The Wingfields have plenty of chances to succeed if they closely analyze how their circumstances affect them as individuals, and as a family. The tragic problem that they face, however, is that they are too co-dependent on each other to find the inner strength to save themselves first in order to go and try to help someone else. Tom does this, becoming the only character who actually becomes "saved" from the portent of a gloomy future.
In Amanda Wingfield we find a woman who cannot let go of her past. That would be her character's tragic flaw. As a result of not growing out of her past she consequentially cannot embrace her present, nor welcome a future. Her enmeshing nature leads her to depend on others for support, namely her daughter Laura and her son Tom. Meanwhile, her character remains flat; she may complaint and attempt some changes on behalf of Laura, but Amanda never really changes. That is her choice, however, and a personal choice is still considered a step taken towards achieving a goal. The fact that the choice is a bad choice is what renders her a victim of her circumstances; she does things within a very limited perspective and thinking that it is for the best. That is the tragedy of it all.

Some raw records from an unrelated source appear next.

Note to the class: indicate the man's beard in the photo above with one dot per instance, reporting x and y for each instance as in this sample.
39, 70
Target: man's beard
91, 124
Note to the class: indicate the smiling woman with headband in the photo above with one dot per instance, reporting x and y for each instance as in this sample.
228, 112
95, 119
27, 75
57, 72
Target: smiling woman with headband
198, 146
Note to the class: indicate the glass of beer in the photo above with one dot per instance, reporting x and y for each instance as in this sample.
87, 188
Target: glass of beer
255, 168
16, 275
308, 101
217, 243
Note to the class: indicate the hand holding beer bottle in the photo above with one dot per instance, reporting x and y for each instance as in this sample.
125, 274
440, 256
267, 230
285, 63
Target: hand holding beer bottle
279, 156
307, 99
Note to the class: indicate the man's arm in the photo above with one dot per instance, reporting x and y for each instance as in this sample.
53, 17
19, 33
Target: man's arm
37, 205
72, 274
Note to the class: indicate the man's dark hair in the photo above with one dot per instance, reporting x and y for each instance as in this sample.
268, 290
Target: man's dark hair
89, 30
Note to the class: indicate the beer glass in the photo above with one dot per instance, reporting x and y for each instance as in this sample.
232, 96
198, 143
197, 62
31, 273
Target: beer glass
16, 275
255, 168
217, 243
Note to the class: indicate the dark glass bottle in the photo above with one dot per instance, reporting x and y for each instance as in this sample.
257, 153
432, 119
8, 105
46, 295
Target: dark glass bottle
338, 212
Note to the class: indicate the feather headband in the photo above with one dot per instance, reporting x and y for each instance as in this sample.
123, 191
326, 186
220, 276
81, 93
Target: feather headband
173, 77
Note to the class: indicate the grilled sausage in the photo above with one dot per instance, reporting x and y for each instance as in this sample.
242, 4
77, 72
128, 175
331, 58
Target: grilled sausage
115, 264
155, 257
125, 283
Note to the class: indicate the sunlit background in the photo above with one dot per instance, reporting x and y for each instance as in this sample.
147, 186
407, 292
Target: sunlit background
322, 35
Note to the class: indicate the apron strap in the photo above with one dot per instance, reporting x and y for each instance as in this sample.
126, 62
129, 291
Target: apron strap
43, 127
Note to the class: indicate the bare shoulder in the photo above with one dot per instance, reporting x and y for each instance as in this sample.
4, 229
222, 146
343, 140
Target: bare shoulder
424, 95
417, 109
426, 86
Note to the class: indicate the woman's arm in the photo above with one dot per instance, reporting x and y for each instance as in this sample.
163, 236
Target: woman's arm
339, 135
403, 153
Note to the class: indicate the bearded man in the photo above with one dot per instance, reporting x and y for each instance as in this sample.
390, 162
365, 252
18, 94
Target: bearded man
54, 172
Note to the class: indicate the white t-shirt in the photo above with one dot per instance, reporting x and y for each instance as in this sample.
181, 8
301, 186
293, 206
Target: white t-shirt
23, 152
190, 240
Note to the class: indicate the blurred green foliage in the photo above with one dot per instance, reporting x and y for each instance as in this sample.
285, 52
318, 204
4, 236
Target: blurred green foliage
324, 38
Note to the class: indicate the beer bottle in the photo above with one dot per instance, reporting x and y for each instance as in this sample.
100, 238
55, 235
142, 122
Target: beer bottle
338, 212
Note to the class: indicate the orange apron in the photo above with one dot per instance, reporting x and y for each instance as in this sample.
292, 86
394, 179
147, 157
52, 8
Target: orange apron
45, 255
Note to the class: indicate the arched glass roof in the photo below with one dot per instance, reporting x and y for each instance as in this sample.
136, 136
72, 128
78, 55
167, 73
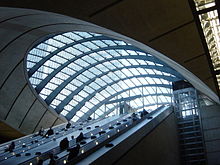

Similarly, Laura's choices come out of an inability to control her extreme anxiety. She develops the anxiety out of a physical disability. Moreover, she is enabled by her mother, no matter how much Amanda denies pampering and babying Laura. The choice of keeping to herself is used as a defense mechanism to avoid pain. Her glass menagerie is her outlet to remain somewhat useful. The tragedy in Laura's life is that she too lives in the past and is too scared to move on.
Tom had a combination of guilt and fear. He did not want to repeat the actions of his father, and that froze him for a while. When he walks out of the family he knew he would probably not make his dreams come true, but leaving the cycle of co-dependence that was his home is the first step to self-discovery. However, even at the end we see that he too has taken a step too big; he still misses Laura.
Jim, as a secondary character, represents the pre World War II world; still recovering from the horrid punch of the Great Depression, and with a slight hint of hope for the future. He is not a failure, in fact, he is the most hopeful of the characters. However in his case, his tragic flaw is having tasted success as a high school beloved and then having to taste the sad reality of everyday life as an adult.
In all, they are not failures; they all really try to find happiness. However, in true Williams fashion, the tragedy must be present for the audience to truly appreciate how the struggle that the character goes through to strive and succeed can still be crushed by its trying environment.